The potential impact of this evolution is crystal clear when looking at recent analyst predictions that anticipate significant growth in the amount of corporate data bypassing perimeter security and flowing between mobile devices and the cloud. With more data not passing through traditional firewalls, a key question for security professionals is whether or not this evolution makes any particular endpoint category more vulnerable than any others. It may be relatively easy to set vulnerability levels according to the level of data or network access associated with an endpoint. However, taking this approach essentially ignores a host of other aspects playing a role in accurately determining vulnerability.

Whether the focus is on cloud, mobile or any other connected device, it’s important to remember there are a lot of factors contributing to vulnerability levels. For instance, if the device under consideration is a laptop it could be running java, flash, etc., that need constant updates. If the user has disabled updates, the level of vulnerability could be increasing daily. Or, in the case of a mobile device emerging vulnerabilities present reason for concern; for example, the recently identified StageFright vulnerability targeting Android devices has security professionals scrambling for a solution since malware can be delivered to the device via a text message without any need for user action . 

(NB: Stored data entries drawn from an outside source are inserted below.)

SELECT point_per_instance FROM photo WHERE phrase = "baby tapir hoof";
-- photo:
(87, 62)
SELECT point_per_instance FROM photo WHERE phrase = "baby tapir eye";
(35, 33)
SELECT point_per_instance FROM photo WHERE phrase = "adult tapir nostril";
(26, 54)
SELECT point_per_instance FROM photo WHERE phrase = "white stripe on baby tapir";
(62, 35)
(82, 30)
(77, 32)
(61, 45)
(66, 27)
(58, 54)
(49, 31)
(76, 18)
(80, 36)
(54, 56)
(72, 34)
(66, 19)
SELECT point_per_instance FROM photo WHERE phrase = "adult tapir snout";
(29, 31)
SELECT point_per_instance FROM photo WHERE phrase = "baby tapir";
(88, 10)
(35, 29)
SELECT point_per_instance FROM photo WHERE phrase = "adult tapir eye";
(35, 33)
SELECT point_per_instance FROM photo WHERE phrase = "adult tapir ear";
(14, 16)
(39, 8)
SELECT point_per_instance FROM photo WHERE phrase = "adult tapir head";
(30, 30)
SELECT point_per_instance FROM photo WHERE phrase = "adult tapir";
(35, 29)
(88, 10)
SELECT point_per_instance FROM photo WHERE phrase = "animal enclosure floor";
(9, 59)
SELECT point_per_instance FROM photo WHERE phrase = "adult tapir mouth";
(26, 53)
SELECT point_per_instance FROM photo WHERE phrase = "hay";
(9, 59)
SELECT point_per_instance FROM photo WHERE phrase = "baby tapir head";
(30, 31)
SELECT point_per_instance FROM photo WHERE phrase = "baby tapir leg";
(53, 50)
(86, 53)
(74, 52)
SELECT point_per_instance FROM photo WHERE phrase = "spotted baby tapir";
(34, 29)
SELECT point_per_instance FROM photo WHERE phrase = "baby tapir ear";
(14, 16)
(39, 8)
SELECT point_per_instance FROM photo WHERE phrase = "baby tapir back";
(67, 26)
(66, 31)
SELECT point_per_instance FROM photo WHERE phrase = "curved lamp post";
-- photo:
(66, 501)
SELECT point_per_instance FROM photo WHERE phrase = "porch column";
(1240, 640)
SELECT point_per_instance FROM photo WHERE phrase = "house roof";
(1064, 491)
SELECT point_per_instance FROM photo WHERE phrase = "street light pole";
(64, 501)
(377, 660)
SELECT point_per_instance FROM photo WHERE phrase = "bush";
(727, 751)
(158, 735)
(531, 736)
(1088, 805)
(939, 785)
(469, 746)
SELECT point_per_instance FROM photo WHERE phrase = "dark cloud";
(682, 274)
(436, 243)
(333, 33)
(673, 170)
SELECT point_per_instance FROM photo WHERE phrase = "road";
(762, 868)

At the same time, endpoint ownership and control has sifted significantly as well. For example, lines of business are establishing their own connections to SaaS environments with hopes of rapidly addressing business requirements. This approach understandably creates new endpoints. The same is true as BYOD strategies take hold within the enterprise. Not only can BYOD bring a new set of systems with different operating systems into the environment, but different groups are often responsible for managing these systems and may or may not include the security team in decisions about policies and management.

Bottom line – it’s extremely difficult to declare one endpoint as more vulnerable than another. As a result, having visibility is crucial whether IT and security professionals are monitoring a new device or traditional infrastructure. As IT evolves security must find new ways to work on more more fronts. Security still needs to be able to influence or at least be aware of what is happening. This is where a solution capable of integrating protection across a wide range of endpoints and the ability to provide a complete view into the network can make a significant difference.